## Project: Unsupervised Learning
----------------------------------------
**Marks: 30**
-----------------------------------------

Welcome to the project on Unsupervised Learning. We will be using the Credit Card Customer Data for this project.

----------------------------
## Context: 
-----------------------------
AllLife Bank wants to focus on its credit card customer base in the next financial year. They have been advised by their marketing research team, that the penetration in the market can be improved. Based on this input, the Marketing team proposes to run personalized campaigns to target new customers as well as upsell to existing customers. Another insight from the market research was that the customers perceive the support services of the back poorly. Based on this, the Operations team wants to upgrade the service delivery model, to ensure that customers queries are resolved faster. Head of Marketing and Head of Delivery both decide to reach out to the Data Science team for help.


----------------------------
## Objective: 
-----------------------------

Identify different segments in the existing customer based on their spending patterns as well as past interaction with the bank.

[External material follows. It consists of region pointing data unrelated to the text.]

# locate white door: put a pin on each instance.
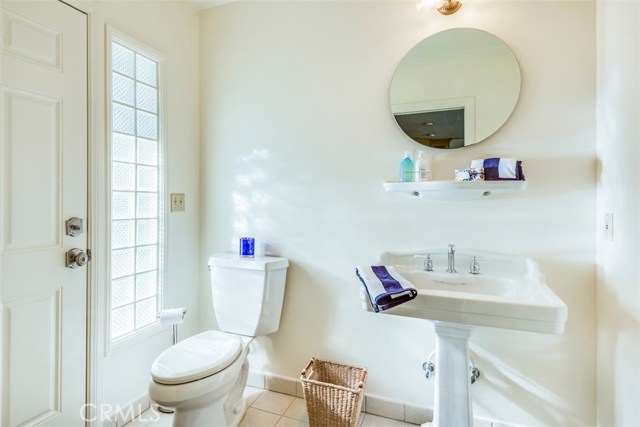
(43, 182)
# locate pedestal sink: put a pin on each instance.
(510, 292)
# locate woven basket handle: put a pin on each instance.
(362, 378)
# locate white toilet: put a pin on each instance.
(202, 378)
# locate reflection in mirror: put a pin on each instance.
(455, 88)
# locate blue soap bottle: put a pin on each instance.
(406, 168)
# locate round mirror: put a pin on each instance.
(455, 88)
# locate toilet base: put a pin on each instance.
(222, 407)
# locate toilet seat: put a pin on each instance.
(196, 357)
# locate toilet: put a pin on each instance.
(202, 378)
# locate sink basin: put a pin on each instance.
(510, 292)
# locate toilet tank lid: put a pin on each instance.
(263, 263)
(196, 357)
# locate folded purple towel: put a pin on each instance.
(385, 287)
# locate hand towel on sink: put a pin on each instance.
(385, 287)
(500, 168)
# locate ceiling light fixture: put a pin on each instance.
(449, 7)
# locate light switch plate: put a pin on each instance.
(608, 227)
(177, 202)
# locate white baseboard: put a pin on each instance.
(372, 404)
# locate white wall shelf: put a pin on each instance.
(455, 190)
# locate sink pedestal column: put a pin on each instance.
(452, 406)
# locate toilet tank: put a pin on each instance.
(248, 293)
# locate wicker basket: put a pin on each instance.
(333, 393)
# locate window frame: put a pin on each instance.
(112, 35)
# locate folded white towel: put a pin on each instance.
(385, 286)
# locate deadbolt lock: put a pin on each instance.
(75, 226)
(77, 258)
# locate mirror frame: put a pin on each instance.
(472, 107)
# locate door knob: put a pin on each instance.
(77, 258)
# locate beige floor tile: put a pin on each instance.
(376, 421)
(251, 394)
(297, 410)
(257, 418)
(290, 422)
(270, 401)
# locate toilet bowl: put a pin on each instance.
(202, 378)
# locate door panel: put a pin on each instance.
(43, 182)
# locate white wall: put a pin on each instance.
(297, 138)
(171, 29)
(618, 152)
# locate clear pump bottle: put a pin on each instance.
(422, 168)
(406, 168)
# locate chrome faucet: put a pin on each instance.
(451, 261)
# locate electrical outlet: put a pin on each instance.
(608, 227)
(177, 202)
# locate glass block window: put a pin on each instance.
(136, 192)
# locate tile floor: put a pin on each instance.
(268, 409)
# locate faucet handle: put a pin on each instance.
(474, 267)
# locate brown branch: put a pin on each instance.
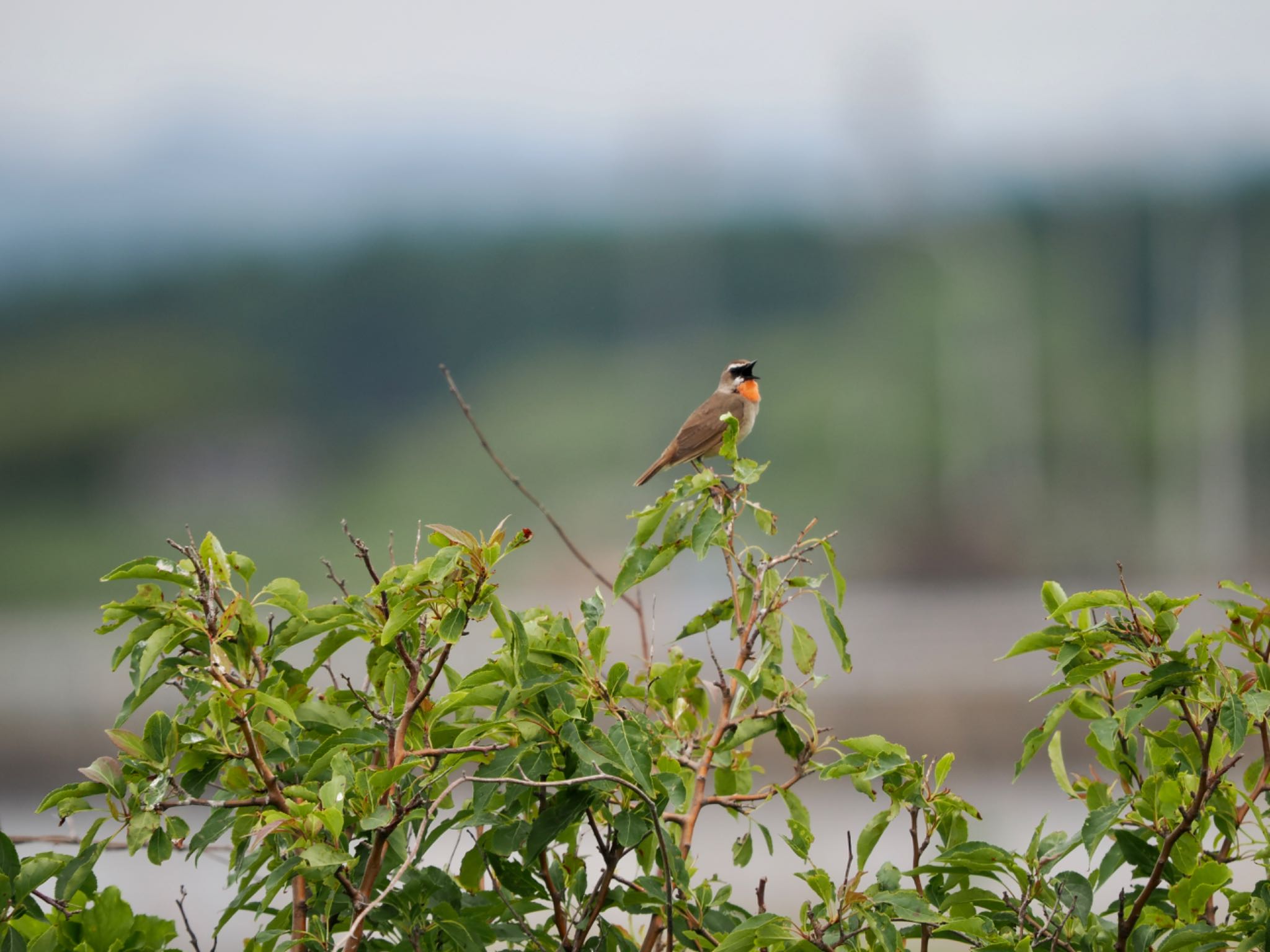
(331, 574)
(562, 923)
(1037, 926)
(1207, 785)
(60, 906)
(1258, 790)
(918, 848)
(69, 840)
(203, 801)
(397, 754)
(193, 940)
(498, 888)
(299, 912)
(573, 549)
(468, 749)
(1128, 598)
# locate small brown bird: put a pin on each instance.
(701, 434)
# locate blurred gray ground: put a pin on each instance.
(923, 677)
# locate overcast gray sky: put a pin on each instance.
(200, 112)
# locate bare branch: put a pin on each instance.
(331, 574)
(516, 482)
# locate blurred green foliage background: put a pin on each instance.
(1020, 390)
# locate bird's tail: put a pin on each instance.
(654, 469)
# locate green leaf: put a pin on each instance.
(837, 633)
(35, 871)
(109, 772)
(908, 906)
(131, 744)
(1052, 596)
(633, 827)
(874, 746)
(631, 746)
(631, 568)
(1037, 736)
(161, 735)
(941, 770)
(215, 560)
(709, 619)
(453, 625)
(70, 791)
(1099, 822)
(445, 563)
(761, 931)
(821, 885)
(804, 649)
(403, 614)
(107, 923)
(592, 611)
(1192, 894)
(156, 644)
(1038, 641)
(561, 813)
(214, 827)
(1101, 598)
(649, 518)
(1059, 767)
(728, 448)
(747, 730)
(704, 531)
(747, 471)
(9, 861)
(277, 705)
(871, 833)
(840, 584)
(1233, 719)
(323, 856)
(151, 568)
(765, 519)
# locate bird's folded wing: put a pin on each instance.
(700, 436)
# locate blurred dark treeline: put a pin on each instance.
(1020, 390)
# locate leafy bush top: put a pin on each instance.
(574, 785)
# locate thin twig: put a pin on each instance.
(331, 574)
(516, 482)
(193, 940)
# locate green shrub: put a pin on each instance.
(575, 783)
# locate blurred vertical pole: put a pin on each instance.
(1223, 491)
(1170, 394)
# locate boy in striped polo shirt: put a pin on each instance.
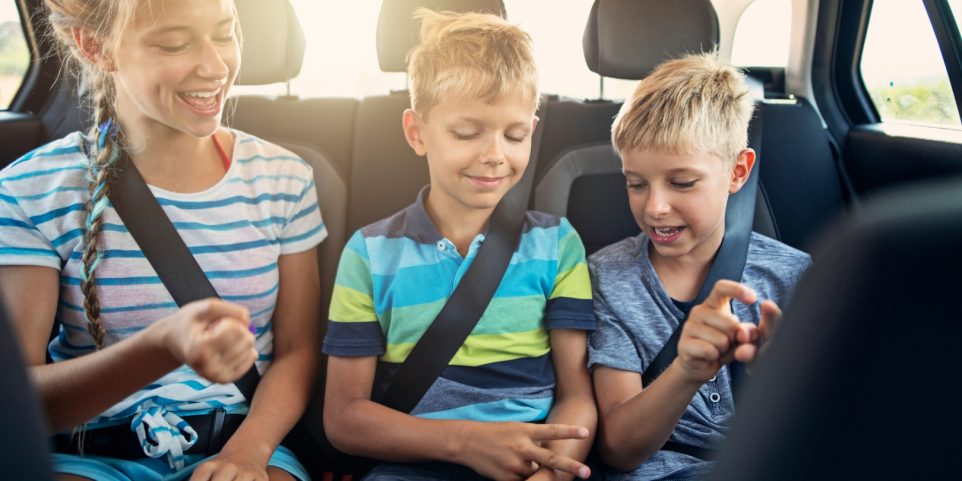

--------------------------
## About the data:
--------------------------
Data is of various customers of a bank with their credit limit, the total number of credit cards the customer has, and different channels through which customer has contacted the bank for any queries, different channels include visiting the bank, online and through a call centre.

- Sl_no - Customer Serial Number
- Customer Key - Customer identification
- Avg_Credit_Limit	- Average credit limit (currency is not specified, you can make an assumption around this)
- Total_Credit_Cards	- Total number of credit cards 
- Total_visits_bank	- Total bank visits
- Total_visits_online -	 Total online visits
- Total_calls_made - Total calls made

## Importing libraries and overview of the dataset

In [1]:
#Import all the necessary packages

import pandas as pd
import numpy as np

import matplotlib.pylab as plt
import seaborn as sns

#to scale the data using z-score 
from sklearn.preprocessing import StandardScaler

#importing clustering algorithms
from sklearn.cluster import KMeans
from sklearn.mixture import GaussianMixture


#if the below line of code gives an error, then uncomment the following code to install the sklearn_extra library
!pip install scikit-learn-extra
from sklearn_extra.cluster import KMedoids

import warnings
warnings.filterwarnings("ignore")



#### Loading data

In [2]:
data = pd.read_excel('Credit+Card+Customer Data.xlsx')
data.head()

FileNotFoundError: [Errno 2] No such file or directory: 'Credit Card Customer Data.xlsx'

#### Check the info of the data

In [None]:
data.info()

**Observations:**

- There are 660 observations and 7 columns in the dataset.
- All columns have 660 non-null values i.e. there are no missing values.
- All columns are of int64 data type.

**There are no missing values. Let us now figure out the uniques in each column.** 

In [None]:
data.nunique()

- Customer key, which is an identifier, has repeated values. We should treat the same accordingly before applying any algorithm.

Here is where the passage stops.